G.K. Pillai, who was India's Home Secretary, expressed disappointment that Washington did not give India information about the activities of Gilani, who continued to visit India even after the attacks.
Clapper said in 2013 that a US intelligence programme to sweep up vast amounts of communications data had helped stop the plot involving Gilani against the Danish newspaper.
But ProPublica questioned the assertion saying, "The government surveillance only caught up with Headley after the US had been tipped by British intelligence. And even that victory came after seven years in which US intelligence failed to stop Headley as he roamed the globe on missions for Islamic terror networks and Pakistan's spy agency."
ProPublica reported that there had been early tipoffs from people about Gilani's radicalisation.
It said that after the 9/11 attacks in the US 2001, "Investigators questioned him in front of his DEA handlers in New York, and he was cleared."
A year later the Federal Bureau of Investigation (FBI) received another tip about his terrorist links and yet again in 2005 when one of his wives, who had him arrested on domestic violence allegations, told counter-terrorism investigators about his radical views and training in Pakistan, ProPublica reported.
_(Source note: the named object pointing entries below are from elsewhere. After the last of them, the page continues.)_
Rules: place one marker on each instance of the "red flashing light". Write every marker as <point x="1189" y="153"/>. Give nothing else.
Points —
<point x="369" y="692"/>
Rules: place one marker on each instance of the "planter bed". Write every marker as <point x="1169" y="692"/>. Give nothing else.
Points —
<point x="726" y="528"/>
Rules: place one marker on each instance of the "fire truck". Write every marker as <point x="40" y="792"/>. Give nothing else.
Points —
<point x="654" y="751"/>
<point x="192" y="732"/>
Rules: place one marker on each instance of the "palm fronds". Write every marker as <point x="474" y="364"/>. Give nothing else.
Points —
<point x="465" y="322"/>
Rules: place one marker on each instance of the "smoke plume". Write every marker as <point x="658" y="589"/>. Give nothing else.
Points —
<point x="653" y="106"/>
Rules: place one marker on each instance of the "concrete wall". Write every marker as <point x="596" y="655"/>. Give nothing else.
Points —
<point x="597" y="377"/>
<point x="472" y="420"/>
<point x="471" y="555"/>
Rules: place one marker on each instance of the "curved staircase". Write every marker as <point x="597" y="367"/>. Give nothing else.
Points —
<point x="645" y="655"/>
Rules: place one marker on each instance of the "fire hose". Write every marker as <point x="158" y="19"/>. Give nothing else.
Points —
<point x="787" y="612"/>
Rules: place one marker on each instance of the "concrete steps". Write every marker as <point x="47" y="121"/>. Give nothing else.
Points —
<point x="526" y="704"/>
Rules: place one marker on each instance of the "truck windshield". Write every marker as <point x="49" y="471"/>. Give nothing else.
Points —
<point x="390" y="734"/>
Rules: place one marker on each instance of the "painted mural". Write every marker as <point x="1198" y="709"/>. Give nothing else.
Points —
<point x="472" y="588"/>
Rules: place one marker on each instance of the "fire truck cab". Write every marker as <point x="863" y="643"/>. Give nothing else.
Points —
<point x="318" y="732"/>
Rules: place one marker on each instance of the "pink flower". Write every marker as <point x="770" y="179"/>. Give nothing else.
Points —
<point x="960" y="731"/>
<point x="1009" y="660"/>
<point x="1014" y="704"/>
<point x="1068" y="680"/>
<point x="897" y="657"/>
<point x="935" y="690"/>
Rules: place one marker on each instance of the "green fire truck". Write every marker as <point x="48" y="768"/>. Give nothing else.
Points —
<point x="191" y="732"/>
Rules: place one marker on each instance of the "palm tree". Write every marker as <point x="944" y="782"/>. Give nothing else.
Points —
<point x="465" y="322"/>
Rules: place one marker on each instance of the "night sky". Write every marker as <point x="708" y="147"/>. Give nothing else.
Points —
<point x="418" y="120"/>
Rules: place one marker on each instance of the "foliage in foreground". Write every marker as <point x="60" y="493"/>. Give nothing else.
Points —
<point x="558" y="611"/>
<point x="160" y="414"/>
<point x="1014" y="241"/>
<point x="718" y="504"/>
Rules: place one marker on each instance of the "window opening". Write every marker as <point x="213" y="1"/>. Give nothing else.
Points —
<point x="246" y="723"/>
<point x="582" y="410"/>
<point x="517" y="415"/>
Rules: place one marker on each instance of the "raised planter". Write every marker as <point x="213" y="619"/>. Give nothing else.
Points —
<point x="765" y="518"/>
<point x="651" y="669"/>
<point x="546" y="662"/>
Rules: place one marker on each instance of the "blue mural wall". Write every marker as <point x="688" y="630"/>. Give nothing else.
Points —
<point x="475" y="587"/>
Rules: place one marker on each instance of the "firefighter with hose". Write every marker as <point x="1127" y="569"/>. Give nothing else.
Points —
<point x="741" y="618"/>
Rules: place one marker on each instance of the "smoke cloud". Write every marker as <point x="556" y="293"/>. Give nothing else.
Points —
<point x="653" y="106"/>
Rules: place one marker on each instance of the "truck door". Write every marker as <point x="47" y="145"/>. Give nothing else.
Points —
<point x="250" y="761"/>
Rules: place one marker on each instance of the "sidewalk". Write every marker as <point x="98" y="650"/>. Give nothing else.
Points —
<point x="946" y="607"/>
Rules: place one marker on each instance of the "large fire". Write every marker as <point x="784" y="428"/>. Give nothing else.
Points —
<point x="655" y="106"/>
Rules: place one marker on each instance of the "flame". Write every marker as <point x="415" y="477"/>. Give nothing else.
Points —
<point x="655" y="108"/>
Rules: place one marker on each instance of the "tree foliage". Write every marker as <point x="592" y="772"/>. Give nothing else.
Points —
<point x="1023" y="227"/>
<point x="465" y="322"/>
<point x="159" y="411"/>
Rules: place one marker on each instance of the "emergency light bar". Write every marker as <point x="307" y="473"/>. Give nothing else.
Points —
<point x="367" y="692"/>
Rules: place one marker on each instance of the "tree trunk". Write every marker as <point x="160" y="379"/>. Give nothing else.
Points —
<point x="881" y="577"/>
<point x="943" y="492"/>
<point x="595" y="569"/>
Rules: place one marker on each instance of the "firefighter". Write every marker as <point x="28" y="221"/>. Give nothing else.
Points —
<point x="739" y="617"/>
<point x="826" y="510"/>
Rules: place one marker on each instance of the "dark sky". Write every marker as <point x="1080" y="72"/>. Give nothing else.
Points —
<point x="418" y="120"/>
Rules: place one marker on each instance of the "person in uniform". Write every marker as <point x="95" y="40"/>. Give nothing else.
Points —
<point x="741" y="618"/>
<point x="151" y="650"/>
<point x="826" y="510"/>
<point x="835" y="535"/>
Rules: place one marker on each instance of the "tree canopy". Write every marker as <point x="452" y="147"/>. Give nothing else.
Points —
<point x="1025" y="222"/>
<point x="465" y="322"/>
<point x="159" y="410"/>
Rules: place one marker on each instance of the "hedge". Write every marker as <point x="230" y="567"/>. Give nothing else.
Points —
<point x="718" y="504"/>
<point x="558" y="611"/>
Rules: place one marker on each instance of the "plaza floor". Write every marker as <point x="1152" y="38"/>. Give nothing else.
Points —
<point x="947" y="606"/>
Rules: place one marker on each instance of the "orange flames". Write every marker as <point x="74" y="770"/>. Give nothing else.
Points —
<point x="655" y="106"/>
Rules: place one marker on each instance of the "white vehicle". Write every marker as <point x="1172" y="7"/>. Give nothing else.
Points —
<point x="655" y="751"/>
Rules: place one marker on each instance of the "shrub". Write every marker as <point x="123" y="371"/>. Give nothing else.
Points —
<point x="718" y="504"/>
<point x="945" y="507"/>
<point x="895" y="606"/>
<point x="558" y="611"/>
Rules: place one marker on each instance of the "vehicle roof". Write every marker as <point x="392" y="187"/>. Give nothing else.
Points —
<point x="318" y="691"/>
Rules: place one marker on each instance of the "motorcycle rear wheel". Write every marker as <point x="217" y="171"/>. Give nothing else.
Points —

It reported quoting officials, "Inquiries were conducted, but he was not interviewed or placed on a watch list."
Another set of tips came in late 2007 and early 2008, when another wife of Gilani told US embassy officials in Islamabad that "Headley was a terrorist and a spy, describing his frequent trips to Mumbai and his stay at the Taj Mahal Palace Hotel," ProPublica reported.
It said that according to officials, the lead was not pursued because they did not think it was specific enough.
ProPublica said that according to court documents the last tip came from a family friend after the Mumbai massacre and a cousin on Gilani who was questioned by the FBI tipped him off.
All the apparent bungling and the Clapper review may have led to some changes in how the US deals with terrorism tipoffs to avoid another 26/11.
Clapper's office said, "Since the December 2009 attempted terrorist attacks on the United States, the Obama Administration has focused on information sharing reforms - new watchlisting policies and procedures have been enacted, as well as an increased focus on the pursuit of seemingly disparate and unrelated information regarding reports on individuals and their activities."